After ten minutes, the guards returned with the police, who demanded that Headley come with them. The incident quickly escalated. According to Ferguson, “The baby was screaming for his life. The lady was begging for them to get off of her. I was scared.”

The incident, reminiscent of the infamous chokehold murder of Eric Garner by a police officer on Staten Island in 2014, provoked outrage from thousands who saw it online.

The killing of Garner led to mass protests, especially after the officer involved was not charged. The cop who killed Garner, Daniel Pantaleo, is only now going through internal departmental charges, more than four years after Garner’s death.

The New York Police Department adopted new guidelines after the Garner killing, including on the use of stun guns. According to the Times, “The Patrol Guide, the official police manual, states that stun guns should be used in limited circumstances: against people who are physically resisting being taken into custody; people who indicate verbally that they intend to do so; and people who are acting in a manner that could cause injury to themselves or someone else.”

These guidelines, of course, did not prevent one of the cops from waving the stun gun at angry witnesses to Friday’s assault, in an obvious attempt to silence and intimidate them.

The officers involved are all assigned to the 84th Precinct in Brooklyn, and all of them remain on full-time duty, according to the police department. The police brass acknowledged that the video evidence was “troubling,” and said that the incident was being investigated, alongside the Human Resources Administration, in whose offices the fracas took place.

Mayor Bill de Blasio, now in his second term after first winning office in 2013 on the slogan of “A Tale of Two Cities” and on his stated opposition to such police tactics as “stop-and-frisk,” as of the afternoon of December 10 had said nothing at all about the latest outrage.

A number of other elected officials, including City Council Speaker Corey Johnson and recently elected State Attorney General Letitia James, were quick to register their alleged concern, with James tweeting, “Being poor is not a crime. No mother should have to experience the trauma and humiliation we all witnessed in this video.”

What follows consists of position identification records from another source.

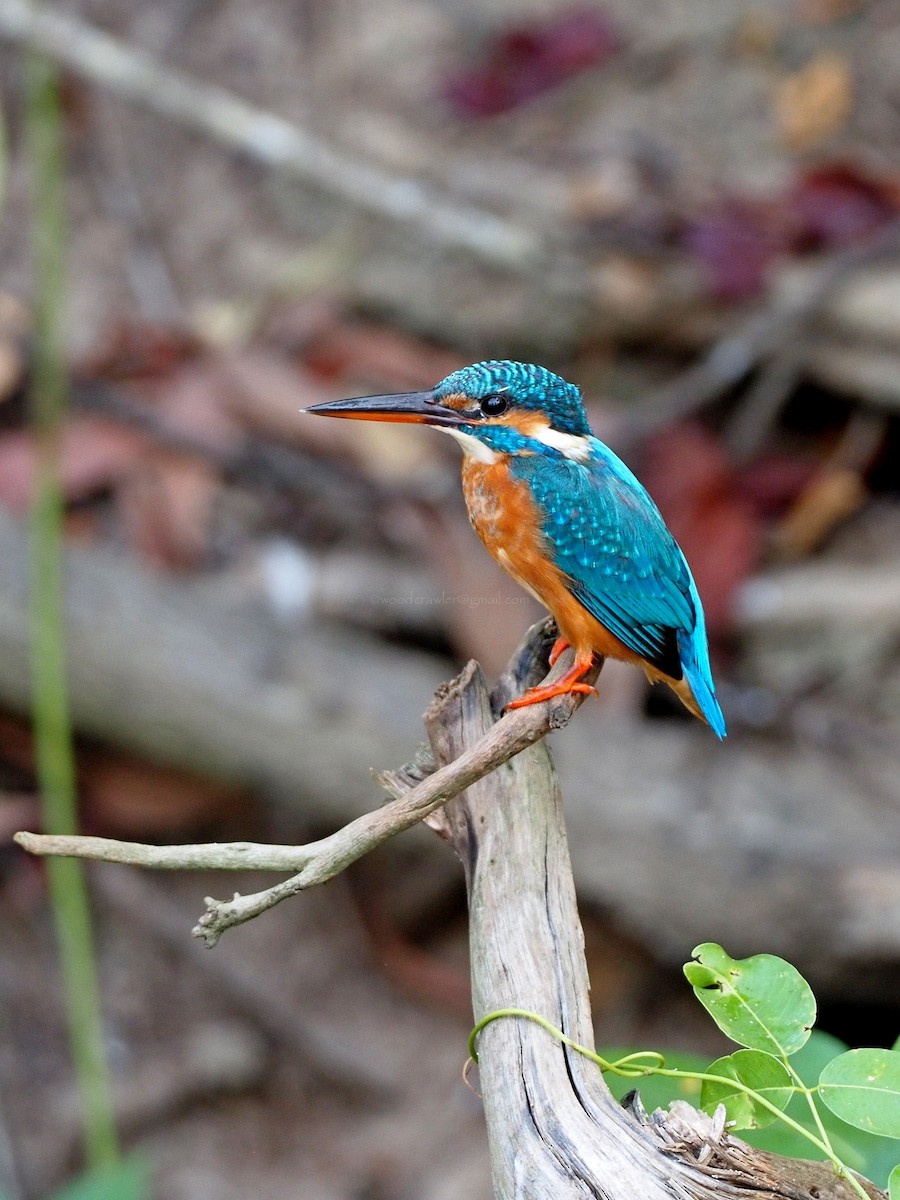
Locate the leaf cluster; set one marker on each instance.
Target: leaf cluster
(790, 1089)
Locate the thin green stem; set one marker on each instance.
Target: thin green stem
(623, 1067)
(53, 737)
(810, 1101)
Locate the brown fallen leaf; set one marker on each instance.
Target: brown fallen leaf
(95, 455)
(815, 102)
(167, 509)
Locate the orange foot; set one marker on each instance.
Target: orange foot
(568, 683)
(558, 647)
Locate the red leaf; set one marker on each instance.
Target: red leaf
(735, 243)
(525, 61)
(838, 204)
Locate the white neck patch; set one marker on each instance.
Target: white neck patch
(472, 447)
(570, 445)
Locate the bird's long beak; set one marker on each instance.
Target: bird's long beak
(419, 407)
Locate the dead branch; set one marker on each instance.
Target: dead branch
(757, 339)
(322, 861)
(553, 1128)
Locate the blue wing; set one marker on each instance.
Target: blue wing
(609, 537)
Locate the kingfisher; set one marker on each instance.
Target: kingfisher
(569, 521)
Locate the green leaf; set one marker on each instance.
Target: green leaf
(756, 1069)
(863, 1089)
(130, 1180)
(761, 1002)
(864, 1152)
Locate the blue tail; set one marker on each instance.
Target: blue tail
(695, 663)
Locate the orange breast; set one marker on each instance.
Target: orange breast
(508, 522)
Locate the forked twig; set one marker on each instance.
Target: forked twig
(318, 862)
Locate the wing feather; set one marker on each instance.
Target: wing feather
(606, 534)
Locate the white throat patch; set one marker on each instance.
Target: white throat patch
(570, 445)
(472, 447)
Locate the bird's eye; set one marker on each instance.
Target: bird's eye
(492, 406)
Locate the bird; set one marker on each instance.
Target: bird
(569, 521)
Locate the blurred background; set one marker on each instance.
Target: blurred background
(690, 208)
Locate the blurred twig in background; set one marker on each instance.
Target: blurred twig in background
(53, 732)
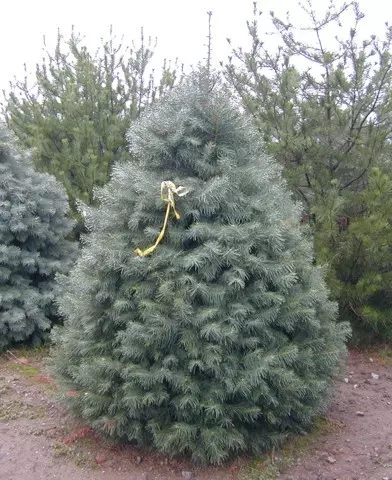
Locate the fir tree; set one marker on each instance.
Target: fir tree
(76, 115)
(222, 339)
(33, 227)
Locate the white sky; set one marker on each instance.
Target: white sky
(179, 25)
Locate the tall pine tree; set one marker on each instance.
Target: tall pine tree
(222, 339)
(75, 116)
(33, 245)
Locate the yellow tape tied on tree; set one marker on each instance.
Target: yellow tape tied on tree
(168, 189)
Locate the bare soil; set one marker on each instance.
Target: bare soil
(39, 440)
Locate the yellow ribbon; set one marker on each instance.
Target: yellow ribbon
(168, 189)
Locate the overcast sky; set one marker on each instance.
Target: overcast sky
(179, 25)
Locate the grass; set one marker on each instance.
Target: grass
(12, 410)
(270, 466)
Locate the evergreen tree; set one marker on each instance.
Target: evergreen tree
(222, 338)
(360, 261)
(33, 248)
(324, 111)
(76, 115)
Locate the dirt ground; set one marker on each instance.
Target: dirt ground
(40, 441)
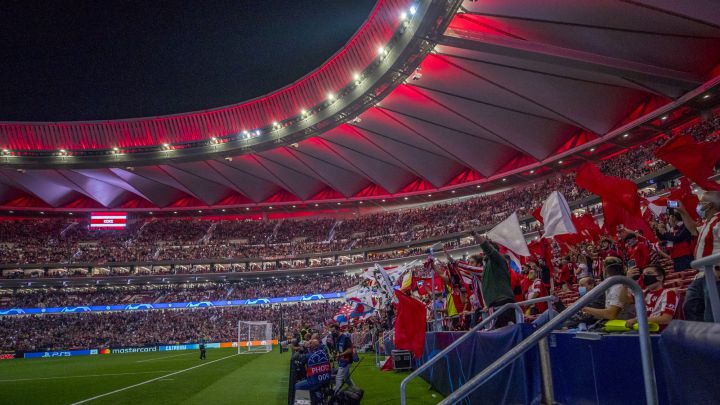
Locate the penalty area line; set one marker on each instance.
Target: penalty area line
(149, 381)
(84, 376)
(162, 358)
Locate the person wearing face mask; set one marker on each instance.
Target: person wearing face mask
(344, 355)
(679, 243)
(616, 297)
(586, 282)
(660, 303)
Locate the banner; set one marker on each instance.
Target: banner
(170, 305)
(61, 353)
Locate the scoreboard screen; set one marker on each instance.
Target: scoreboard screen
(108, 220)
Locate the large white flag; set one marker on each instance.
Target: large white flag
(509, 234)
(557, 216)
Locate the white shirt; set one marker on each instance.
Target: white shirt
(709, 238)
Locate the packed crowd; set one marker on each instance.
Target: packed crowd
(185, 292)
(140, 328)
(183, 239)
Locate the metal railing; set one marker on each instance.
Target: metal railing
(519, 318)
(508, 358)
(706, 264)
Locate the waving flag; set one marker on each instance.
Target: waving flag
(343, 315)
(509, 234)
(410, 324)
(694, 160)
(556, 215)
(621, 203)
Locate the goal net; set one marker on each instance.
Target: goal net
(254, 337)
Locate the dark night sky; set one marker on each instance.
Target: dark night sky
(79, 60)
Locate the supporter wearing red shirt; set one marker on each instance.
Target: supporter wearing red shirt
(564, 273)
(537, 290)
(525, 282)
(660, 303)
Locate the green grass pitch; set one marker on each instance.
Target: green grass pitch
(175, 378)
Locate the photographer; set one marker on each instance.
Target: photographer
(344, 353)
(317, 371)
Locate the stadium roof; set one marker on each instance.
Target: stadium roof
(445, 97)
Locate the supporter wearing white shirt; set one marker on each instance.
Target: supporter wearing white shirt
(709, 235)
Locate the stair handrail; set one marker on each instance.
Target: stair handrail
(706, 265)
(519, 318)
(651, 395)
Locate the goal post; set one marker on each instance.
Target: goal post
(254, 337)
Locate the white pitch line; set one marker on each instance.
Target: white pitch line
(83, 376)
(162, 358)
(151, 380)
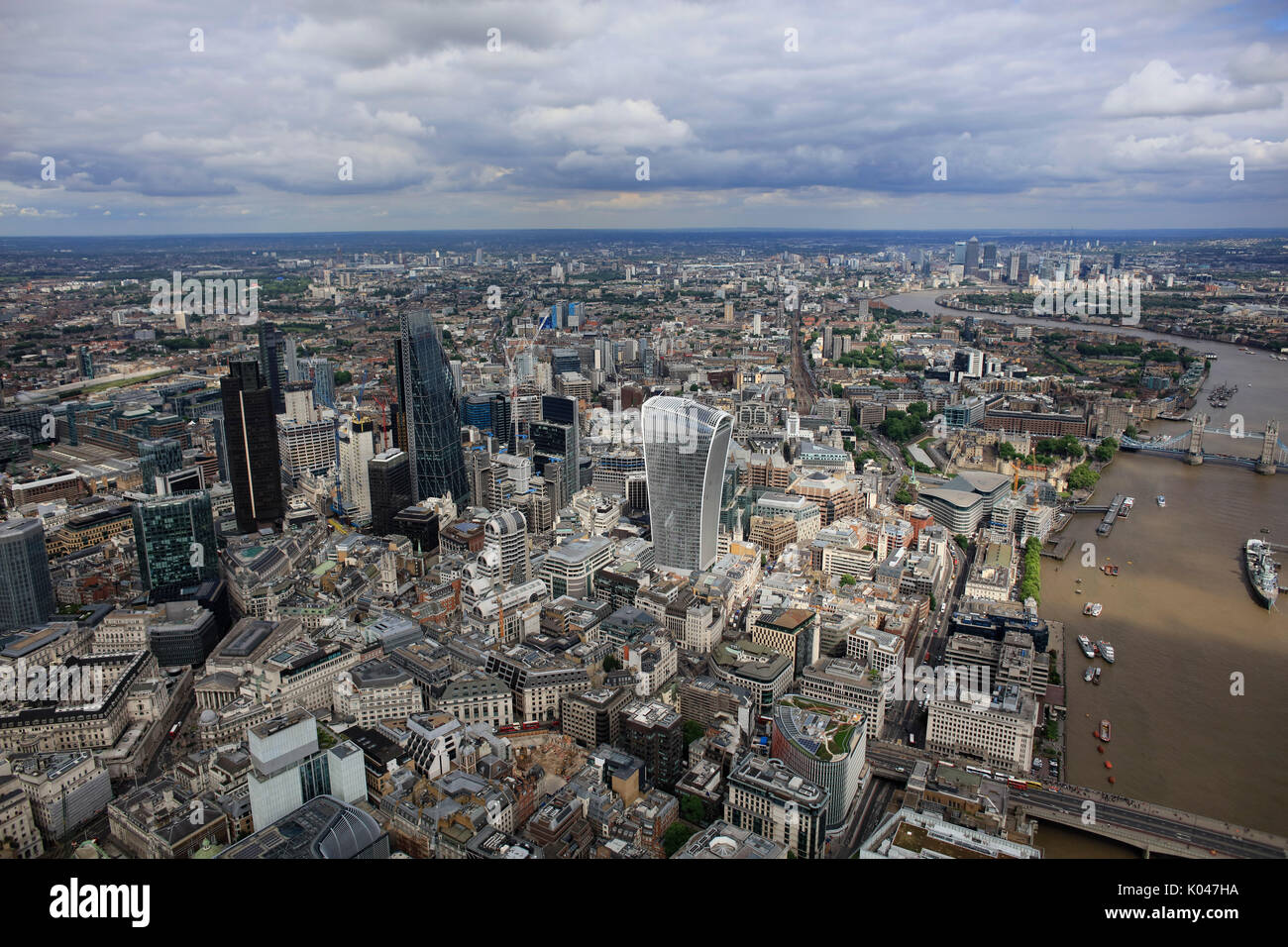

The comments of Johnson and James, however, are designed to cover up their own guilt. Both Democrats, they share responsibility for the functioning of the city’s public assistance centers, where the poor are subjected to daily mistreatment, disrespect and abuse, and for the functioning of the police department as well.

The December 7 incident demonstrates the indignities that millions of workers face daily, and what in this case only became widely known thanks to the use of social media. While new luxury residential towers sprout up in Manhattan, the reality in most of New York City and for most of its population of more than 8.5 million is far different. The official, and heavily understated, poverty rate is about 30 percent, and basic social services and conditions, including housing and health care, continue to decay.

Under these circumstances, the horrific treatment of Jazmine Headley and her child represents the inevitable lashing out by the forces of law and order. It is directed against the working class as a whole. The police are assigned to keep the lid on the simmering social discontent, and their viciousness is only the surface expression of the viciousness of the system they are paid to enforce.